Zinovy Galper with his brothers Beniamin and Mikhail Galper

Left to right: my father Zinovy Galper, his elder brother Beniamin Galper and his younger brother Mikhail or Meilakh Galper.

The picture was taken when father's elder brother Beniamin came to Volchansk to see his relatives in 1940.

My father's elder brother, Beniamin, took a great interest in revolutionary ideas. At that time the Bolshevik party was prohibited, and my uncle became a member of an underground revolutionary circle where they studied works by Marx and Engels.

In 1915 my uncle joined the Bolshevik party. In the circle he met his future wife Manya. She was a Jewish girl who had come to Volchansk from a shtetl and worked as a dressmaker.

They joined the party together and got married soon after that.

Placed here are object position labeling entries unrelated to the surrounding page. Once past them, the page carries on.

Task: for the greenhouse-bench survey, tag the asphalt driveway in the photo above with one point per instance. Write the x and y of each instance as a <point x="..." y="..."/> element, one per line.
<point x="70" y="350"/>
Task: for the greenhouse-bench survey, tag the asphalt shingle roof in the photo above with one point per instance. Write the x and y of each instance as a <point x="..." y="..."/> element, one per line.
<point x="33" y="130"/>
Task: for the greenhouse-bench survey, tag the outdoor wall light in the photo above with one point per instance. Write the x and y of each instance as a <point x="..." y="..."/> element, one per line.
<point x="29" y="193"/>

Naturally, they didn't have a Jewish wedding; communist ideas were incompatible with religion.

The party division they belonged to sent them to Dnepropetrovsk [a city with a population of more than a million in the east of Ukraine, 420 km from Kiev]. Beniamin and Manya settled there, and both of them worked as dressmakers.

They stayed in Dnepropetrovsk and never returned to Volchansk. They had two children. They named their daughter Rosa after revolutionary Rosa Luxemburg, and their son was named Felix after Dzerzhinsky.

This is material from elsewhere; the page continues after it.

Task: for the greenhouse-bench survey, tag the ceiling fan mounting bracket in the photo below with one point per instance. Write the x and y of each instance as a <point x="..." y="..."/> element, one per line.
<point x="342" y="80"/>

In Volchansk, my father got a job at a barber's shop. Of course, he had no money to start his own business, and, together with his brother Meilakh, he worked for their master.

Neither my father, nor Meilakh took an interest in politics, unlike their elder brother. They worked trying to save some money for getting married and buying a dwelling.
My parents got married in Volchansk at the beginning of 1919. They had a traditional Jewish wedding.